A population health outcomes-based measure is an ideal alternative to using monetary input alone to justify hospital tax exemptions. However, an outcomes-based approach comes with considerable complications. For one, the IRS requires interventions to have a direct link to health outcomes in order to be considered a community benefit which may understandably incentivize hospitals to maintain focus on direct care of their patients. Substantiating this relationship is a paradox well-known to public health practitioners: when population health interventions succeed, they often result in a lack of illness, creating the appearance of a lack of benefit.
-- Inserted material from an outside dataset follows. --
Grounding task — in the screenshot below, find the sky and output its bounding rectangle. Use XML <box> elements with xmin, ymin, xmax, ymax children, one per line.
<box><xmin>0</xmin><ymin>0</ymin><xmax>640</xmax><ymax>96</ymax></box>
An additional and equally important matter is how hospitals define their communities. In the final IRS requirements, the definition of community for CHNAs was ultimately conceded to each individual hospital.
Thus far, the IRS has seemed hesitant to impose strict penalties on or revoke the tax-exempt status of hospitals. In fact, fewer than 1% of all nonprofit organization tax forms, not just nonprofit hospitals, were subject to audit in one review by the Government Accountability Office.
Substantiating this relationship is a paradox well-known to public health practitioners: when population health interventions succeed, they often result in a lack of illness, creating the appearance of a lack of benefit.
Some argue that shifting the focus of community benefit provision away from individual care to broader community needs places unfair burden on hospitals, whose expertise lies primarily in delivering acute care. While abandoning charity care for individuals is not a viable solution, neither is supplanting public health department operations. Instead, hospital resources could be used in partnership with local public health and nonprofit organizations to fill gaps in the provision of population health benefits, such as grants to address chronic conditions or personnel to aid with existing crises like opioid abuse.
Should the ACA be repealed, these provisions should be reintroduced separately or as provisions in whichever bill takes the ACA’s place. Regardless of the ACA’s future, the IRS requirements should be strengthened to include increased cross-sector collaboration and reporting of population health outcomes-based measures. Widespread health inequities and the resulting outcomes will continue to drive up the costs of care unless healthcare organizations, such as nonprofit hospitals, continue to make serious efforts to invest in long-term, population based strategies.